Farmworker numbers slump by 25%
The number of people working in agriculture has dropped by a quarter across Europe since 2000.
Between 2000 and 2009, 3.7m people left the farming sector, according to figures released by Eurostat, the EU’s office of statistics.
The results show 11.2m people were employed full-time in the 27 countries in the EU during that period.
About 6m of those were employed in the 12 member states that joined the EU in 2004 and 2007.
During the same period, income generated per worker rose by 5%, the report says,
However the change varied significantly across the EU, with workers in the newly-joined countries seeing incomes rise by 61% and those in the original 12 member states seeing them fall by 10%.
In the UK, the number of people employed in farming over the period fell by 13.2%, while income generated increased by 71%.
Poland had the highest number of agricultural workers, accounting for 20% (2.2m) of its workforce.
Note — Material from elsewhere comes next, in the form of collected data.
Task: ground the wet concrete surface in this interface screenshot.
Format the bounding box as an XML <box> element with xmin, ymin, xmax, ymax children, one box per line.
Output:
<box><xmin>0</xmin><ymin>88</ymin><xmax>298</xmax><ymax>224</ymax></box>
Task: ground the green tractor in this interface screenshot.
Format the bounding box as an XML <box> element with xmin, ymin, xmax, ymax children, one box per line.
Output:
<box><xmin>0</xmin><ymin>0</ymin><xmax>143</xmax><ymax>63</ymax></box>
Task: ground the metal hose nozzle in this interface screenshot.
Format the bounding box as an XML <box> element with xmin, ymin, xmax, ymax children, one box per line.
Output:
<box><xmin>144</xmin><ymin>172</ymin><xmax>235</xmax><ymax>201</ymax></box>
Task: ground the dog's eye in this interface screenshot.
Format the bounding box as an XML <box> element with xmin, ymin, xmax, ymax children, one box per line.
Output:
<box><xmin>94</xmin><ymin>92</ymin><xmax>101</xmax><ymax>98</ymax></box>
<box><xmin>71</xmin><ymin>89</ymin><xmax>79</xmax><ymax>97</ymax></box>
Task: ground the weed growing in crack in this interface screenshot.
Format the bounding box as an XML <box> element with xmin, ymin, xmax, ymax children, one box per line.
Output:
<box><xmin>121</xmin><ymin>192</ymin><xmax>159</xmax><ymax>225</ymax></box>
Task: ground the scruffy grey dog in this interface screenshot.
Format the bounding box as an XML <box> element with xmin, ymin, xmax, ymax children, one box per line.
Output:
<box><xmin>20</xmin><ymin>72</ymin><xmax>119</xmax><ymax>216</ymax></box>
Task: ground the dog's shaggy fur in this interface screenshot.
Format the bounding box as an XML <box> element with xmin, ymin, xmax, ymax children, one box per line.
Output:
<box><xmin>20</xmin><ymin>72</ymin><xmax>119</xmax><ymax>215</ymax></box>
It was followed by Romania (19% and 2.1 million), Italy (10% and 1.2 million), Spain and France (both 8% and 0.9 million).
The highest increases in income generated per worker were seen in Latvia (+140%), Estonia (+131%), Poland (+107%), the United Kingdom (+71%) and Lithuania (+70%).
The largest decreases were in Denmark (-46%), Italy and Luxembourg (both -36%), Ireland (-30%) and the Netherlands (-28%).
Between 2008 and 2009, real agricultural incomes per worker fell by 12% in the EU. Real agricultural income per worker fell in 21 Member States, remained nearly unchanged in two and rose in four. The largest decreases were found in Hungary (-32%), Luxembourg (-25%), Ireland (-24%), Germany and Italy (both -21%), and the highest increases in Malta (+8%) and Denmark (+4%).